Consider the graphs of a quadratic function and a linear function on the same set of axes.

cutting
2 points of intersection

$b^2-4ac \gt 0$

touching
1 point of intersection

$b^2-4ac = 0$

missing
no points of intersection

$b^2-4ac \lt 0$

In the graphs meet, the coordinates of the points of intersection of the graphs can be found by solving the two equations simultaneously.

### Example 1

Find the coordinates of the points of intersection of the graphs with equations $y=x^2$ and $y=x+2$.

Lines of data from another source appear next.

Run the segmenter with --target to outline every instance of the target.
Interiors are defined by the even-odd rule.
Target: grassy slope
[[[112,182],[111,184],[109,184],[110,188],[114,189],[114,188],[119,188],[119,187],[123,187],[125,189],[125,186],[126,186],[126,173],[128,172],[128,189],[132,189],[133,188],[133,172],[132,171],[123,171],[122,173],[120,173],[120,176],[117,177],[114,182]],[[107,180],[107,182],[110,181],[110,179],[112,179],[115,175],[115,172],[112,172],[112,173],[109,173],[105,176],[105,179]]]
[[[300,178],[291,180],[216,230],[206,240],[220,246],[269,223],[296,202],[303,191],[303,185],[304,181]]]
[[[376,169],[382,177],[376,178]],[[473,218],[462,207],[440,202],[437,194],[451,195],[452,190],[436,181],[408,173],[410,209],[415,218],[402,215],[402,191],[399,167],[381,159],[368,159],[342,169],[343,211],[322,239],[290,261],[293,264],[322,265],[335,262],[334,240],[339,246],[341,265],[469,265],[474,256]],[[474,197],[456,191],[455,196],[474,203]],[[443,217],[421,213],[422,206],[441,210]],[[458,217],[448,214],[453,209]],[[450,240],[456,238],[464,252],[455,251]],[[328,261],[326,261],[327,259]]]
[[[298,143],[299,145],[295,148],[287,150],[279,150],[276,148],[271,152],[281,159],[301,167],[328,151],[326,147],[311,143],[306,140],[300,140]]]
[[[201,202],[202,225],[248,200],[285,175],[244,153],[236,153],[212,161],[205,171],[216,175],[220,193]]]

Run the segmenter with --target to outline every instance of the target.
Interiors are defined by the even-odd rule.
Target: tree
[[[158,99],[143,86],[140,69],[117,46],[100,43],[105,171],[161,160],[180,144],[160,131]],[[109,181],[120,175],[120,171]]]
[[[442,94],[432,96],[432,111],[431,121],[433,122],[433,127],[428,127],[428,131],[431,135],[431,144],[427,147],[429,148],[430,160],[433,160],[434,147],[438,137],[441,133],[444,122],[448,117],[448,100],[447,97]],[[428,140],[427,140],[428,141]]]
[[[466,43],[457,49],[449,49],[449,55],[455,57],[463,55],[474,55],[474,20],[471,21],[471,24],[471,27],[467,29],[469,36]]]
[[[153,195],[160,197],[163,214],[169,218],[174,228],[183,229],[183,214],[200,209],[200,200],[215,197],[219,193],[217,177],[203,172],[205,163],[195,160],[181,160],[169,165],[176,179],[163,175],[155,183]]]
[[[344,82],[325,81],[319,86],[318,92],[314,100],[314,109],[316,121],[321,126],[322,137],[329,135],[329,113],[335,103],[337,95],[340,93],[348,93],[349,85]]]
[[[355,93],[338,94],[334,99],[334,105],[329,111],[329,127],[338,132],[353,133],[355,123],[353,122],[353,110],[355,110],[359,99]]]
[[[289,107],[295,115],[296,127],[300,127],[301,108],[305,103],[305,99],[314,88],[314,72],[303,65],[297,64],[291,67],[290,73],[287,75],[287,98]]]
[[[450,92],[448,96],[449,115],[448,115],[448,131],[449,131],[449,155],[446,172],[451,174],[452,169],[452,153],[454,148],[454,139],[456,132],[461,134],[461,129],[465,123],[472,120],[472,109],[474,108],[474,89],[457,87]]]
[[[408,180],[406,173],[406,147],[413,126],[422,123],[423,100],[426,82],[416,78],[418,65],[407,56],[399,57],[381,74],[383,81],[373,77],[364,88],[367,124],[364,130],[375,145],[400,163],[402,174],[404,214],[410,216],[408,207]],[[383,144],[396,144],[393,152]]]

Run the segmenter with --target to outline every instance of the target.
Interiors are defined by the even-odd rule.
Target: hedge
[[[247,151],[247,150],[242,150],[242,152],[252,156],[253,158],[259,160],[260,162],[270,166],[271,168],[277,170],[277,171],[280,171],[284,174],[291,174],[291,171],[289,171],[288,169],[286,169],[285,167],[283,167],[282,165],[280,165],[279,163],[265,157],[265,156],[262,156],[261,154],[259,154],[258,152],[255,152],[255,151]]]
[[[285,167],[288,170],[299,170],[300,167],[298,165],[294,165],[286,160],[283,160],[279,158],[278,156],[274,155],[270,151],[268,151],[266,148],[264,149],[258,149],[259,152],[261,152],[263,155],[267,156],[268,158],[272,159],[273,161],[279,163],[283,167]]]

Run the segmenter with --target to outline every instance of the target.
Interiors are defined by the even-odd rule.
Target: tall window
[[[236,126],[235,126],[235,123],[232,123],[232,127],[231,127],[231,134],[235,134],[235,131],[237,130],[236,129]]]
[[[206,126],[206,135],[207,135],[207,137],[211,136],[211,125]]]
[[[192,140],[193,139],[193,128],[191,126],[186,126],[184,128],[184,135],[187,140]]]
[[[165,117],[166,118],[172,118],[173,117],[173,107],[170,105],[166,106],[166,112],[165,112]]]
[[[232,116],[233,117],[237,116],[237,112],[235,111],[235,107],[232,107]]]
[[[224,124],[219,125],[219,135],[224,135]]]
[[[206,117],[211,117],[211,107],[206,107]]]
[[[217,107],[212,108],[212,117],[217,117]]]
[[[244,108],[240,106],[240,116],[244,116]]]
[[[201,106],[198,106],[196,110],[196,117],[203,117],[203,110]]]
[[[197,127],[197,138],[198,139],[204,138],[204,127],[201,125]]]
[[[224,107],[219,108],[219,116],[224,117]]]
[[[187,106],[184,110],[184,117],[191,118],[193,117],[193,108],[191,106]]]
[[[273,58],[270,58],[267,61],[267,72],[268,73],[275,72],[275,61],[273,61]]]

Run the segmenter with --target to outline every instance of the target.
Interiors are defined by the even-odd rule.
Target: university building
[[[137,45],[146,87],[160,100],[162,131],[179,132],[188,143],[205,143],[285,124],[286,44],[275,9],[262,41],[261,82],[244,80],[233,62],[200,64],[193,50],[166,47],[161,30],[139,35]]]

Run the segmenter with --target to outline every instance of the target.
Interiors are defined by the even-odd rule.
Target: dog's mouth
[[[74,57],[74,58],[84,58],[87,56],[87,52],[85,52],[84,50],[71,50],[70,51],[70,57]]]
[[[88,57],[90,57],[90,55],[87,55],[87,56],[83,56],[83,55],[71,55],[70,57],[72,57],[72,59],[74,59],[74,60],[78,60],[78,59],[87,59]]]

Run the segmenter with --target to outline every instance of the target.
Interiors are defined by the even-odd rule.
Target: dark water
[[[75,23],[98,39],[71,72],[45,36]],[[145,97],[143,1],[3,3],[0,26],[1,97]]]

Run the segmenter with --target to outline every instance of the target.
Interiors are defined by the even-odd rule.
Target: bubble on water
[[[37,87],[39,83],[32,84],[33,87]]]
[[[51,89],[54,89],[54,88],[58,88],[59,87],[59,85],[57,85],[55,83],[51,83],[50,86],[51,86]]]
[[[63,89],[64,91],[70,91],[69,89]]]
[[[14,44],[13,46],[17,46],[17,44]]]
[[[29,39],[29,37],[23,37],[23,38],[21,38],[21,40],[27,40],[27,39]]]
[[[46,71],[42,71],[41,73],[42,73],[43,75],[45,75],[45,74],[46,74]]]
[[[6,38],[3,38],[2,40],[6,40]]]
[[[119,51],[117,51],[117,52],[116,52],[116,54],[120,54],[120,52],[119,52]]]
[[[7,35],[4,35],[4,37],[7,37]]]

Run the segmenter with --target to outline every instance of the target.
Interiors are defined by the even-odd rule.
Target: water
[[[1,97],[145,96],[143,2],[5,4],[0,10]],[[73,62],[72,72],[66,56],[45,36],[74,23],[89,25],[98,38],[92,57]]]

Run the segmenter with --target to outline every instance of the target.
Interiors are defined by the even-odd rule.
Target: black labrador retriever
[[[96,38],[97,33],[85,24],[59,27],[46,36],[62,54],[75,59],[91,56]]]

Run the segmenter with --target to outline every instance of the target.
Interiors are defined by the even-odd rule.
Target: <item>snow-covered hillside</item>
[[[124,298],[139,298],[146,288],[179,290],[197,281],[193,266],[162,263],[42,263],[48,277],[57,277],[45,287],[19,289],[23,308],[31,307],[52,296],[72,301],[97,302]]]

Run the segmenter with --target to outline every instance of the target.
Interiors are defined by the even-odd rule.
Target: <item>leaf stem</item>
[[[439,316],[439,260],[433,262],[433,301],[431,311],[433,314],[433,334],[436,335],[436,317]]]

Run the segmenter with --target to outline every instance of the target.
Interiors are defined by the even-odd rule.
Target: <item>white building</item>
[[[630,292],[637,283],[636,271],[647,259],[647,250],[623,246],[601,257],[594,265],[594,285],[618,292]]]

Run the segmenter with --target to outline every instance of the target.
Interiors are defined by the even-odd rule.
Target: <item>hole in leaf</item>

\begin{align} \displaystyle x^2 &= x+2 \\ x^2 -x-2 &= 0 \\ (x-2)(x+1) &= 0 \\ x &= 2 \text{ or } x = -1 \\ x &= 2 \text{ giving } y = 2^2 = 4 \\ x &= -1 \text{ giving } y = (-1)^2 = 1 \\ \therefore &(2,4) \text{ and } (-1,1) \end{align}

### Example 2

Find the coordinates of the points of intersection of the graphs with equations $y=2x^2+2x-5$ and $y=x^2-2x$.

\begin{align} \displaystyle 2x^2+2x-5 &= y=x^2-2x \\ x^2 + 4x – 5 &= 0 \\ (x+5)(x-1) &= 0 \\ x &= -5 \text{ or } x = 1 \\ x &= -5 \text{ giving } y = (-5)^2 – 2 \times (-5) = 35 \\ x &= 1 \text{ giving } y = 1^2 – 2 \times 1 = -1 \\ \therefore &(-5,35) \text{ and } (1,-1) \end{align}

### Example 3

$y=x^2-x-2$ and $y=x-k$ have two intersections. Find $k$.

\begin{align} \displaystyle x^2-x-2 &= x-k \\ x^2 -2x+k-2 &= 0 \\ b^2-4ac &\gt 0 &\text{two intersections}\\ (-2)^2-4 \times 1 \times (k-2) > 0 \\ 4-4k+8 > 0 \\ -4k &\gt -12 \\ \therefore k &\lt 3 \end{align}